Turkey Skillet Pot Pie with Biscuits
INGREDIENTS
· 3 tbsp. olive oil
· 1 medium onion, chopped
· 2 carrots, peeled & chopped
· 2 cloves garlic, minced
· 1 tsp. cumin
· ¼ cup all-purpose flour
· 32 oz container chicken broth
· 1 tbsp. chicken bouillon (or 1 chicken bouillon cube)
· Cajun seasoning (to taste)
· Black pepper (to taste)
· ¼ cup heavy cream
· 1 cup frozen peas, thawed
· 2 cups leftover turkey, shredded w/ skin discarded
· 2 tsp. fresh thyme, pulled of stem
· 8 count pre-made biscuit dough
· Egg wash (1 egg beaten with 1 tbsp. of water/milk/heavy cream)

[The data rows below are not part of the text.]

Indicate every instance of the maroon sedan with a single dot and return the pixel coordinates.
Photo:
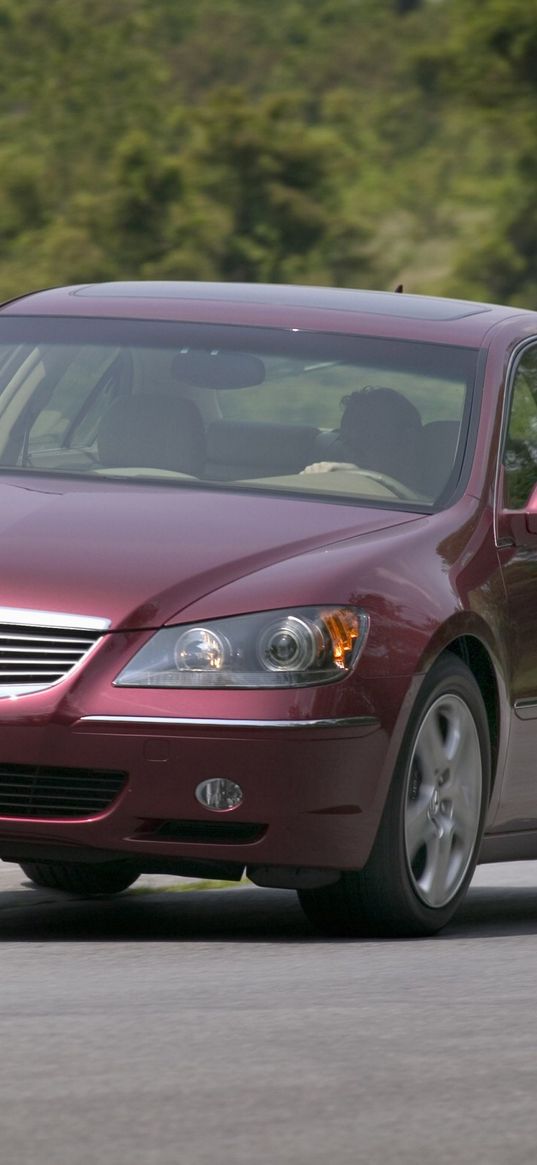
(268, 592)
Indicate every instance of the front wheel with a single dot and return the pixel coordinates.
(82, 878)
(428, 841)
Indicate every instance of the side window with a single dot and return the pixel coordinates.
(520, 457)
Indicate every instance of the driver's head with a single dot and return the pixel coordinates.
(380, 430)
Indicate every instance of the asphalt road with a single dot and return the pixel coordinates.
(212, 1028)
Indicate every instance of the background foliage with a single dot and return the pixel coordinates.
(360, 142)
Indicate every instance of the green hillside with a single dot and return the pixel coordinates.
(361, 142)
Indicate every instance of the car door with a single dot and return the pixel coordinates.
(517, 549)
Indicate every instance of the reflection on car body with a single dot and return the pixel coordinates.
(267, 593)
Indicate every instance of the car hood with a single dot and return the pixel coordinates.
(139, 555)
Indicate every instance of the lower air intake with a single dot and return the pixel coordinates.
(42, 791)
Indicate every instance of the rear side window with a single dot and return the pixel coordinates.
(520, 458)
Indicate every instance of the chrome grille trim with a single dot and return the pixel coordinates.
(40, 648)
(28, 616)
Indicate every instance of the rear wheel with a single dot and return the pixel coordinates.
(82, 878)
(428, 842)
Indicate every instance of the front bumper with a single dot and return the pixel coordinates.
(312, 791)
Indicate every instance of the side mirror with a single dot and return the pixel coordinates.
(530, 512)
(518, 528)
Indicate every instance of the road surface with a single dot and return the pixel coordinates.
(213, 1028)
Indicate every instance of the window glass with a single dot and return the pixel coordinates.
(377, 421)
(520, 457)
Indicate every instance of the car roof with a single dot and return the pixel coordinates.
(277, 305)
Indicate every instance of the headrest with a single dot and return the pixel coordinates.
(157, 432)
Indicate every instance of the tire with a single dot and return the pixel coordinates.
(82, 878)
(428, 842)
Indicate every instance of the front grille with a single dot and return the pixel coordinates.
(42, 791)
(35, 657)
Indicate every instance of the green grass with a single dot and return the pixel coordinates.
(181, 887)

2 tbsp. fresh Italian parsley, chopped for garnish
INSTRUCTIONS
· Preheat oven to 350 degrees.
· In a large cast iron or oven ready skillet, heat 3 tbsp. of olive oil on medium high heat.
· Add onions and carrots. Sauté until tender, 2 – 3 minutes.
· Add garlic and cumin. Sauté 1 minute.
· Mix in flour to make a roux. Stir non-stop for 2 – 3 minutes.
· Mix in chicken broth and bring to a simmer, 3 – 5 minutes.
· Mix in chicken bouillon, Cajun seasoning, and black pepper.
· Let simmer until sauce thickens from a soupy to a gravy-like consistency, 4 – 6 minutes.
· Mix in heavy cream and peas. Continue to simmer, 2 – 3 minutes.
· Add turkey and thyme. Cook until turkey is warmed through, 1 – 2 minutes. Remove from heat.
· Place ready-made biscuit dough in varying spots over pot pie mixture.
· Brush egg wash over each biscuit.
· Bake until biscuits are cooked through and golden brown, 12 – 15 minutes. May vary based on brand you choose.
Remove from oven. Garnish with parsley. Serve.